The modern approach to cancer screening is grounded in findings from pivotal trials that have shaped practices worldwide. Taking lung cancer as an example, the landmark National Lung Screening Trial (NLST) was launched in 2002.2,4 This randomized multicenter study assessed the efficacy of low-dose helical computed tomography (LDCT) versus chest radiography for reduction in lung cancer mortality in current and former heavy smokers aged 55 to 74. It concluded that LDCT led to a 15%-20% relative reduction in lung cancer mortality. The Prostate, Lung, Colorectal, and Ovarian Cancer (PLCO) Trial, initiated in 1992, which investigated potential mortality reduction from screening for these 4 cancers irrespective of smoking history, expanded our understanding of regular screenings for several common cancers, including assessment of lung cancer screening in both men and women with annual posterior-anterior chest radiographs. Finally, the Dutch-Belgian Randomized Lung Cancer Screening Trial, known as the NELSON trial, confirmed a reduction in lung cancer-specific mortality using LDCT in a European, predominantly male population.5
Despite notable advancements, cancer screening is replete with challenges, limitations, and controversy. The risks include false positives and negatives as well as overdiagnosis. Overdiagnosis presents a significant challenge and can result in invasive procedures, side effects, and psychological distress for conditions that are not life-threatening. Additionally, the intuitive appeal and widespread enthusiasm for screening has often driven adoption of screening without solid, conclusive evidence from rigorously conducted randomized trials.2 This deviation from evidence-based practice can bring unintended consequences to optimal patient care and has ethical implications because the targeted individuals are often healthy and asymptomatic. Moreover, the medical community often has divergent opinions on screening approaches, highlighting variances in data interpretation and emphasizing the urgent need for evidence-driven guidelines suited to the specific setting. It is also worth noting that not all screening tests are beneficial, but all have associated harms and costs. They may also divert resources from more effective public health and medical interventions, indirectly harming the health of the community. The benefits, harms, and costs vary across countries.

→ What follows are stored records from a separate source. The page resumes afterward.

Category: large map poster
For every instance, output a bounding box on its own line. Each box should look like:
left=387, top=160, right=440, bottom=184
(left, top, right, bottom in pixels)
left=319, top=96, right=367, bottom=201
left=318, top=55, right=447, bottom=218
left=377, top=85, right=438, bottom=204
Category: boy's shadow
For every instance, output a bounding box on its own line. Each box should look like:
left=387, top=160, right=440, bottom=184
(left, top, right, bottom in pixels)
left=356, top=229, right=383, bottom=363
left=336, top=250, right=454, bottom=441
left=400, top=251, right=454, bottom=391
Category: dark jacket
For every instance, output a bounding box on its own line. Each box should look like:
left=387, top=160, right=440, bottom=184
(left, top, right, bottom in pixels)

In light of these complexities, this paper describes international perspectives in the design of cancer screening trials and discusses some of these complexities in the context of two large ongoing cancer screening trials. We describe the challenges and opportunities inherent in these trials across varied settings. The overarching goal is to foster collaboration, ensuring that strategies developed are both theoretically sound and practically beneficial in diverse populations worldwide.
The CHinA National CancEr Screening (CHANCES) trial
Launched in 2019 by the China National Cancer Center, the CHANCES trial is a 3-arm community-based multicenter randomized controlled trial (RCT) focused on lung and colorectal cancers, designed to address key questions in China that are also applicable internationally. It is the first statistically powered study in China to assess the effectiveness of different lung cancer screening intervals using low-dose computed tomography (LDCT), while also evaluating the cost-effectiveness and efficiency of various screening strategies for both lung and colorectal cancers.
Study design and unique research questions
The CHANCES trial has 3 arms:
Control arm: Participants choose between 1 colonoscopy or 5 annual fecal immunochemical test (FIT) screenings.
Annual LDCT arm: Participants receive 5 annual LDCT screenings and a one-time colonoscopy.
Biennial LDCT arm: Participants receive LDCT screening every other year (3 rounds total) with 5 annual FIT screenings.
The primary aims of the CHANCES Trial are to determine whether LDCT screening reduces lung cancer-specific mortality in high-risk Chinese urban residents and, if so, to establish whether annual or biennial screening is the optimal time interval for reducing lung cancer-specific mortality in LDCT screening arms. The control arm serves as a comparison group with no LDCT screening. CRC screening tests differ across the 3 arms, with varying combinations of colonoscopy and FIT. Secondary aims are outlined in the Supplementary Contexts of the protocol paper (to be published in BMC Cancer).
Rationale and background
Several population-based RCTs have demonstrated that repeated screening with LDCT in high-risk populations can reduce lung cancer mortality, including the US-based NLST2 and the Dutch–Belgian NELSON trial.5 Yet, nearly all data regarding the efficacy of lung cancer screening are from Western health-care systems, and estimating the efficacy in an Asian population is an important motivation for the CHANCES trial. Additionally, there is a lack of compelling evidence to determine the optimal frequency of LDCT screenings among high-risk groups. In particular, the relative benefits and harms of annual versus biennial screening remain unknown, a critical consideration for individual health-care decisions, as well as resource allocations. This is of particular importance in regions where health-care and economic resources, disease incidence rate, and access to medical services differ from Western countries.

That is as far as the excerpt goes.